Who is the footpad that is at the pains of tying up a fellow and never
looks for his purse? Odds fish, I did not know we had a gentleman of such
humour in these parts. I suspect you, Geoffrey, I protest. There's a
misty fatuousness about it which--"

"By your leave, sir," a servant appeared, "my lady waits dinner."

"Then I fear we shall pay for it," said Hadley, and stood up.

"You dine with us, Charles?" Mr. Waverton was not hearty about it.

"I'll give you that pleasure, child. Well, Mr. Boyce, what do you make of
my mystery?"

Harry had to say something. "Perhaps your friend was carrying more than
guineas," he said.

"What then? Papers and plots and the high political? I don't think it. If
you saw him--a mere tub of beer--and a leaky tub this morning, for he had
a vile cold in the head and dribbled damnably."

"I give it up then. Have you let him go?" They were moving out in the
corridor and Hadley did not answer. "Is he gone?" Harry said again.

Hadley turned round upon him. "Why, yes. Does it signify?"

"I wonder who he was," said Harry.

Upon that they entered the drawing-room of Lady Waverton. It was
congested and dim. The two oriel windows were so draped with curtains of
pink and yellow that only a faint light as of the last of a sunset
filtered through. The wide spaces were beset with screens in lacquer,
odd chairs, Dutch tables, and very many cabinets,--cabinets inlaid with
flowers and birds of many colours; cabinets full of shells, agates,
corals, and any gaudy stone; cabinets and yet again more cabinets full of
Eastern china. In the midst Lady Waverton reclined.

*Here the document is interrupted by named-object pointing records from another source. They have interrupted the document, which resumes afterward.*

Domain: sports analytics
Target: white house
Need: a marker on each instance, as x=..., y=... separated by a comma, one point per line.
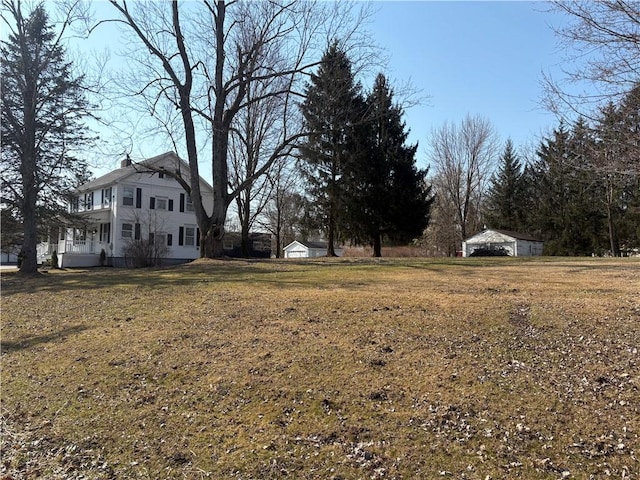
x=128, y=204
x=300, y=249
x=512, y=243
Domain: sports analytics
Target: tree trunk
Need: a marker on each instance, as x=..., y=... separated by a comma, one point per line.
x=29, y=263
x=211, y=242
x=377, y=245
x=613, y=237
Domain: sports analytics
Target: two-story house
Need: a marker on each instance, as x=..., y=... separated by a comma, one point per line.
x=132, y=206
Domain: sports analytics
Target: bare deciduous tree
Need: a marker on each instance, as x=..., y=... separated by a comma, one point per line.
x=602, y=42
x=285, y=205
x=464, y=158
x=203, y=58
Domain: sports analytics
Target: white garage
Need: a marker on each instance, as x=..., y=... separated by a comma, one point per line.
x=300, y=249
x=512, y=244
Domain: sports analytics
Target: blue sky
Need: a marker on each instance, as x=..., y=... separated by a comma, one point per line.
x=483, y=58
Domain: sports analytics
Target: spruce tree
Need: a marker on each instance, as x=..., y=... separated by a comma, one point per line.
x=386, y=195
x=506, y=191
x=333, y=106
x=43, y=106
x=565, y=215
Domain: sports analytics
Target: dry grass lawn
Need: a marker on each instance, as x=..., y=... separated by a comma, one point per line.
x=324, y=369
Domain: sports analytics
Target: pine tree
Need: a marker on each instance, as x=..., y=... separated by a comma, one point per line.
x=506, y=191
x=332, y=107
x=42, y=110
x=386, y=194
x=565, y=214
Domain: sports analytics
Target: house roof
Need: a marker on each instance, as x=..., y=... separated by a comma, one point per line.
x=123, y=172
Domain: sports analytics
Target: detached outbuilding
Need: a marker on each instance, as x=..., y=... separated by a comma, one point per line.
x=502, y=242
x=300, y=249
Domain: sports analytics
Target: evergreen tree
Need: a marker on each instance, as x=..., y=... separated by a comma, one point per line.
x=42, y=110
x=565, y=213
x=332, y=107
x=506, y=192
x=386, y=195
x=615, y=169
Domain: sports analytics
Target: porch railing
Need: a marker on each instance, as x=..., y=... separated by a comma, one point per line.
x=82, y=246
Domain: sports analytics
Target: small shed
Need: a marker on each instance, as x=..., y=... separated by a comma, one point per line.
x=513, y=244
x=300, y=249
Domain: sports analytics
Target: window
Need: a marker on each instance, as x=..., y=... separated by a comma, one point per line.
x=106, y=196
x=88, y=201
x=105, y=232
x=127, y=196
x=79, y=235
x=190, y=236
x=159, y=239
x=161, y=203
x=127, y=230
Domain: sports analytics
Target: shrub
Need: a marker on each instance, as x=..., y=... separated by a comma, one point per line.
x=54, y=259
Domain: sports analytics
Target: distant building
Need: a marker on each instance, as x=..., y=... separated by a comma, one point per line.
x=501, y=242
x=305, y=249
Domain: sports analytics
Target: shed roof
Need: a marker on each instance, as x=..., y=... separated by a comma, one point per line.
x=308, y=244
x=509, y=233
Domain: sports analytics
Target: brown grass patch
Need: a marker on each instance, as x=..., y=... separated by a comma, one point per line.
x=330, y=368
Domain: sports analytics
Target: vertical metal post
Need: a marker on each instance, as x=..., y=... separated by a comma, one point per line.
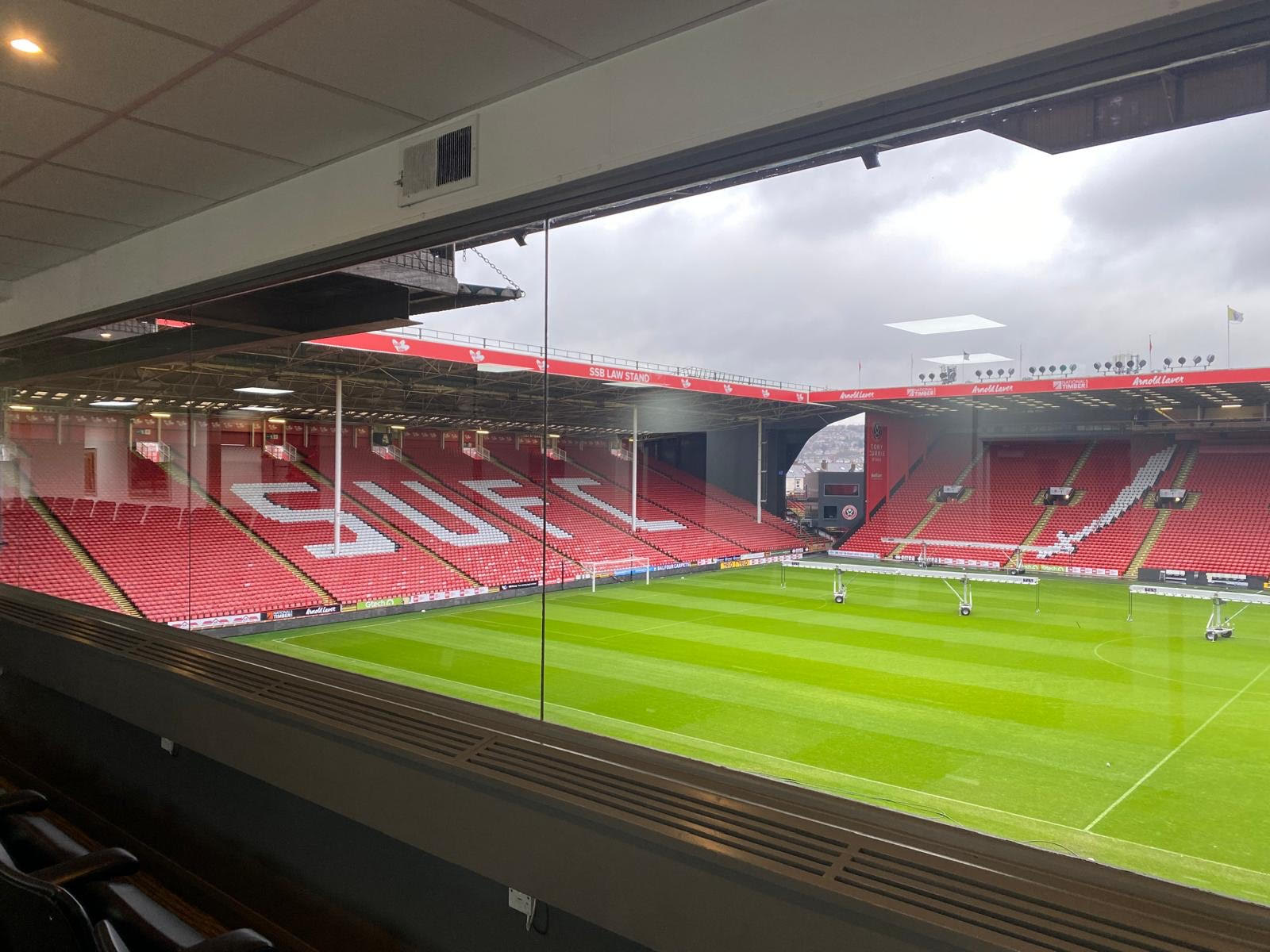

She had been handsome in a large, bold style, and might still have been
but for excessive decoration. Her dress was voluminous white satin
embroidered in a big pattern of gold and set off with black. It was low
at her opulent bosom, to the curves of which the eye was directed by
black patches craftily fixed. There were many more patches on her face
which, still only a little too full and too loose, had its colours laid
on in sharp and vivid contrasts. Her black hair was erected in
symmetrical waves high above her brow, and one ringlet was brought by
glossy, frozen curls to caress her bosom. She held out the whitest of
hands drooping from a large but still fine arm for Mr. Hadley to kiss.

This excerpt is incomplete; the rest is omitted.